EUA podem perder para o Brasil o papel de maior exportador agrícola do mundo, diz Financial Times
O jornal britânico Financial Times publicou análise nesta semana apontando que os Estados Unidos correm o risco de perder para o Brasil a posição de maior exportador agrícola do mundo. O movimento, segundo o periódico, é reflexo direto da guerra comercial iniciada pelo governo de Donald Trump, que impôs tarifas sobre produtos chineses e provocou uma retaliação de Pequim.
A China, um dos maiores compradores de commodities agrícolas do planeta, reduziu significativamente as importações de produtos americanos após a imposição das tarifas. Com isso, o Brasil passou a ocupar espaço no mercado chinês, especialmente no setor de grãos como soja e milho. O jornal destaca que a mudança nos fluxos comerciais beneficiou diretamente os produtores brasileiros, que ampliaram sua participação nas vendas para o país asiático.
Dados citados pela publicação indicam que a vantagem americana no comércio agrícola global vem diminuindo de forma consistente nos últimos anos. O avanço brasileiro é atribuído não apenas à conjuntura tarifária, mas também à expansão da área cultivada e à modernização do setor no país. O Financial Times ressalta que a combinação de fatores estruturais e conjunturais coloca o Brasil em trajetória para assumir a liderança do ranking, caso o cenário atual se mantenha.

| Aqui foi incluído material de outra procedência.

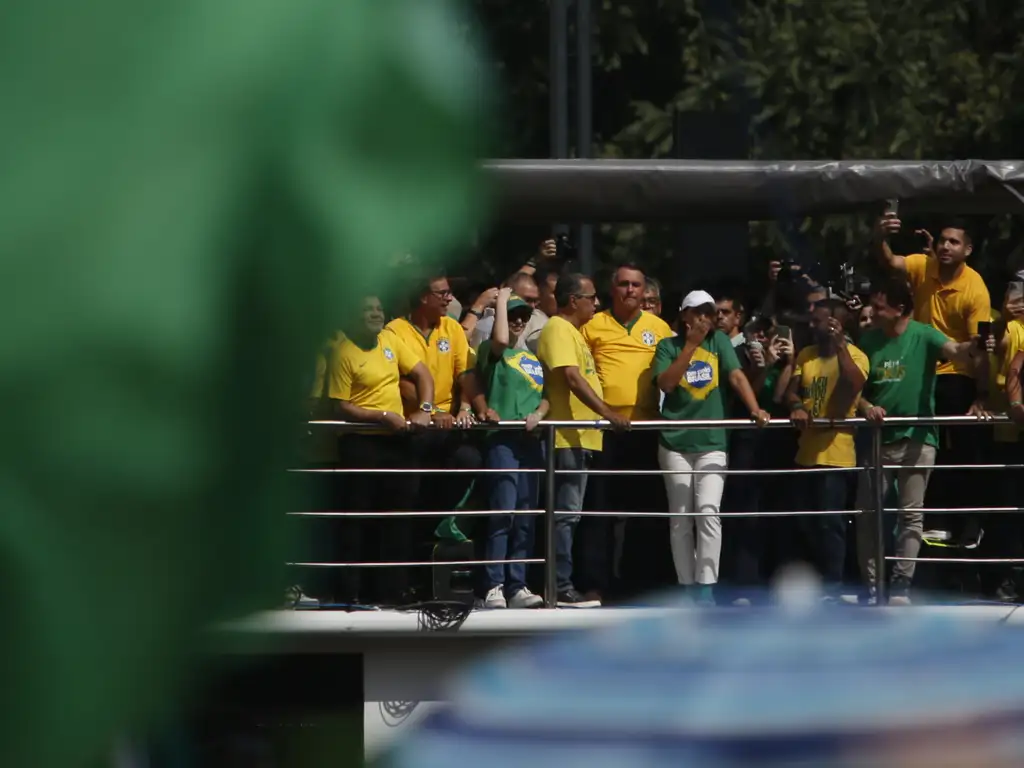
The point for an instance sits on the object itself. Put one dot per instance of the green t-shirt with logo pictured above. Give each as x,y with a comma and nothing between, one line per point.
700,393
512,383
901,377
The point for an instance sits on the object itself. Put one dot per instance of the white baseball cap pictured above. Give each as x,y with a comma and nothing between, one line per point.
695,299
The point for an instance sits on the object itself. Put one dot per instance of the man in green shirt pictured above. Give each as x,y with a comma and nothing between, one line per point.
903,354
690,369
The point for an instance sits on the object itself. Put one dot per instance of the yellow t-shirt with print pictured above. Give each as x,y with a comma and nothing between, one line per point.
818,377
997,390
624,355
369,378
561,345
954,307
444,351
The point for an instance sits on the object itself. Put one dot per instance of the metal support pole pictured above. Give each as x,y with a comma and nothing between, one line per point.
585,120
558,86
550,550
559,77
878,476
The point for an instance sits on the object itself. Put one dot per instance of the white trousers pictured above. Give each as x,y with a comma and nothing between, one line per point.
694,501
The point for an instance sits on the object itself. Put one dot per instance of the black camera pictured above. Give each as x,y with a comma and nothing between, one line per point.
564,248
790,269
854,284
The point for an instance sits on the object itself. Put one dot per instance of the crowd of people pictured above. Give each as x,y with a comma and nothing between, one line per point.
923,340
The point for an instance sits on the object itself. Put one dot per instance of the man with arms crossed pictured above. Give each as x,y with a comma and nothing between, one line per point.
623,340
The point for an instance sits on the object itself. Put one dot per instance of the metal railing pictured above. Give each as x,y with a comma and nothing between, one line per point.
873,465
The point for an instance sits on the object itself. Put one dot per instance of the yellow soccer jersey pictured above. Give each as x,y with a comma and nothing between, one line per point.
817,377
561,345
444,351
624,355
369,378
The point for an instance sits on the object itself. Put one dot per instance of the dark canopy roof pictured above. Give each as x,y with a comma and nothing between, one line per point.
699,189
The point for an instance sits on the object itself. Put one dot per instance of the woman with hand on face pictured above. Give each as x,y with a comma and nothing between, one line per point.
511,384
690,369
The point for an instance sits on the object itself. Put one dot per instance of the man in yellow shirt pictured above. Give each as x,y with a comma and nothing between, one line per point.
623,340
950,296
361,384
1004,535
827,379
440,344
573,389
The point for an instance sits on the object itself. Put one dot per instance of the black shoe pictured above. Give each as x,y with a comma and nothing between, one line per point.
572,599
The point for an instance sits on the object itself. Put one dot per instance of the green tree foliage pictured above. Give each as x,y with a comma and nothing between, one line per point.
819,79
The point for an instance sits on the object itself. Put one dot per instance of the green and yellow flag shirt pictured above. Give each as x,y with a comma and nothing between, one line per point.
513,382
901,377
699,394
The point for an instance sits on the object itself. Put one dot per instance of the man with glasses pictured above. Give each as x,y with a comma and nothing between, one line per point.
623,340
440,343
576,394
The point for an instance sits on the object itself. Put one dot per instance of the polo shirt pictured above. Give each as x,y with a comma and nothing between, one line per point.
954,307
624,356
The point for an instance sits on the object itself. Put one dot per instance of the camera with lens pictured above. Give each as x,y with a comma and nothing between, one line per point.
790,269
852,283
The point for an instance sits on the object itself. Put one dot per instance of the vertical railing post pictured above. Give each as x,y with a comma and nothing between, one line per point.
550,547
878,496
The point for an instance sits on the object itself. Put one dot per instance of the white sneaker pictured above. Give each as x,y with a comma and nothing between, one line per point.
496,598
523,598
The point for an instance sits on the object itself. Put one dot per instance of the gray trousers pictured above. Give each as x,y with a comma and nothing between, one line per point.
911,481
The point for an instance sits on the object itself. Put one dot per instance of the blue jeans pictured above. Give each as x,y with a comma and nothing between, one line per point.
511,537
825,535
569,491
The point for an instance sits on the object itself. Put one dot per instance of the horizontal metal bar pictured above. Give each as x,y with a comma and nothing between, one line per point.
955,510
660,424
421,513
992,560
409,564
640,472
952,466
587,513
601,472
415,471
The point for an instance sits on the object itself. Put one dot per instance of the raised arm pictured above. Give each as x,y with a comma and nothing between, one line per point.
888,225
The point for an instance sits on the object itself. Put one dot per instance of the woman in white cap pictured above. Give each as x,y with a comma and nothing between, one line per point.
689,369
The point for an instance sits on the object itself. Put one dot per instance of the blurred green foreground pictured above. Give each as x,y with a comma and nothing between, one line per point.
189,193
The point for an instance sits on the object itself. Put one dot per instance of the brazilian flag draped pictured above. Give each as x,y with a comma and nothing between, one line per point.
190,192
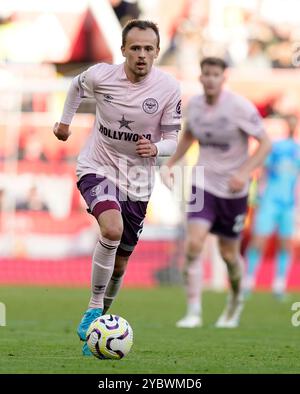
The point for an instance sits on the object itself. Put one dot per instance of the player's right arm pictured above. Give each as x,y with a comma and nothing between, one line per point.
82,86
61,129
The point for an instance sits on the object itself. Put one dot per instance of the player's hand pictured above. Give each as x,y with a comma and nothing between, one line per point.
61,131
145,148
238,181
167,176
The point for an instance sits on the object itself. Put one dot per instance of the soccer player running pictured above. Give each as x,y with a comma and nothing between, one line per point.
276,209
222,122
137,119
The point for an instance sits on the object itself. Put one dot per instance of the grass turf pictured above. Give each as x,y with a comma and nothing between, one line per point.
40,336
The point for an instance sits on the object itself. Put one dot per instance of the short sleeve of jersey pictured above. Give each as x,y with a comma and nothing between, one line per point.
171,117
87,81
249,119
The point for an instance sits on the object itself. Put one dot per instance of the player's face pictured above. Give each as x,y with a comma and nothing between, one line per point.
140,50
212,79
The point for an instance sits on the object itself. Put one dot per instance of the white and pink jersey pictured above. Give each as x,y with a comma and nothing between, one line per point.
124,112
223,130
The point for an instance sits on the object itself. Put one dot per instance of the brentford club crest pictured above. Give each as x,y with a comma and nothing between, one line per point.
150,105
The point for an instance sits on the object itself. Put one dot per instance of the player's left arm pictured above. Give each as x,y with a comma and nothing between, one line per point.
169,126
251,124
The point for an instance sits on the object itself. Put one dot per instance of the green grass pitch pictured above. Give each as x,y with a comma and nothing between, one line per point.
40,336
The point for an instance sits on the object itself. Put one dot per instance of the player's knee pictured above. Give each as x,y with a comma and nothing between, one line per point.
112,232
194,246
229,256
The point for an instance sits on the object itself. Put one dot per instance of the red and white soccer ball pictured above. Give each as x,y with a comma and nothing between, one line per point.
109,337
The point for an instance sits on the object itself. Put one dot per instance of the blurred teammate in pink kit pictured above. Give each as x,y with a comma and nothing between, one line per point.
137,119
222,122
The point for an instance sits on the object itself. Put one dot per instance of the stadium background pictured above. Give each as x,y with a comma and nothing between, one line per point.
46,238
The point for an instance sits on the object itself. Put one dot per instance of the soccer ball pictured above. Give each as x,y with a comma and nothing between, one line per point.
109,337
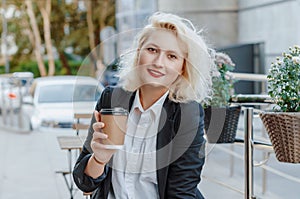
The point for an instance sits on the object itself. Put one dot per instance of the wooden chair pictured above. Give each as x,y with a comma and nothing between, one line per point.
79,126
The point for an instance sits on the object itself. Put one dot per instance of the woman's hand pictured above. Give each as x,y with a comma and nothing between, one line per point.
101,154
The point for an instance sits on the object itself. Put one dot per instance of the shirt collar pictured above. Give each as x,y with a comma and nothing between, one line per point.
155,108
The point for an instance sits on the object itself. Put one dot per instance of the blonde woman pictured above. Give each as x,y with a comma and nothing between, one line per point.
167,76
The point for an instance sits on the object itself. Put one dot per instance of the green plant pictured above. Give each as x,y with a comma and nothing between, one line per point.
222,83
284,81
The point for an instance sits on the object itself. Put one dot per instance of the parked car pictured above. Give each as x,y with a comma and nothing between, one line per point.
54,100
13,87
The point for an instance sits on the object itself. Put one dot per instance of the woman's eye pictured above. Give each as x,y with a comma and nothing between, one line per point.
172,56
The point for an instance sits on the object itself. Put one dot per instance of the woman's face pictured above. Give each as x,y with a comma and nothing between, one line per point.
160,59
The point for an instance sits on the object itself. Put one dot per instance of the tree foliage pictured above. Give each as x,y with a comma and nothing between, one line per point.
69,30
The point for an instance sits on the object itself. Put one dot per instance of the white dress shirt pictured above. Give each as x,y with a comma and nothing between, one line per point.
134,166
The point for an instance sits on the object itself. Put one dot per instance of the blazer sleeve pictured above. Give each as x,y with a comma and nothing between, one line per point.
83,181
188,154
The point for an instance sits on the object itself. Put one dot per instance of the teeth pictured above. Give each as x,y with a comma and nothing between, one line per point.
156,72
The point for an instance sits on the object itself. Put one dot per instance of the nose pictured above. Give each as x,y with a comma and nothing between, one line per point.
159,60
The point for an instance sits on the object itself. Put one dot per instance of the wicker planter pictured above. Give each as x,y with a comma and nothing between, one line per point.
221,123
284,132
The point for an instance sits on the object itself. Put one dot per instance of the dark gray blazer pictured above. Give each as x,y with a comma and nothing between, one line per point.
180,149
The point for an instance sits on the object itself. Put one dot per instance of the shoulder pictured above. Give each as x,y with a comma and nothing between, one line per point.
191,109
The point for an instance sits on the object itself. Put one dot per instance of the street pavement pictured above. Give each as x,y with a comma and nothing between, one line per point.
29,161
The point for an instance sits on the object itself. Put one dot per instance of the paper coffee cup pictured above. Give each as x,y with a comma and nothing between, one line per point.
115,120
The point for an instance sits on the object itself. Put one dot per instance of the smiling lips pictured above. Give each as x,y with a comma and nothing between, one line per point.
155,73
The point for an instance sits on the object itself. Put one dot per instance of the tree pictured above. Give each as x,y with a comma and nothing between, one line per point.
45,9
37,41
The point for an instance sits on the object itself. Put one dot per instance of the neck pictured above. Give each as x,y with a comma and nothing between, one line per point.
149,95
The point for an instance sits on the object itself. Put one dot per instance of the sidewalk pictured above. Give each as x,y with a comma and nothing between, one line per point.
29,162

Analistas ouvidos pelo jornal avaliam que a política tarifária americana teve efeito contrário ao pretendido pela Casa Branca. Em vez de proteger a produção doméstica, as medidas teriam enfraquecido a competitividade dos exportadores dos EUA em um dos mercados mais relevantes do mundo. O governo americano não se manifestou oficialmente sobre o conteúdo da reportagem até o fechamento desta edição.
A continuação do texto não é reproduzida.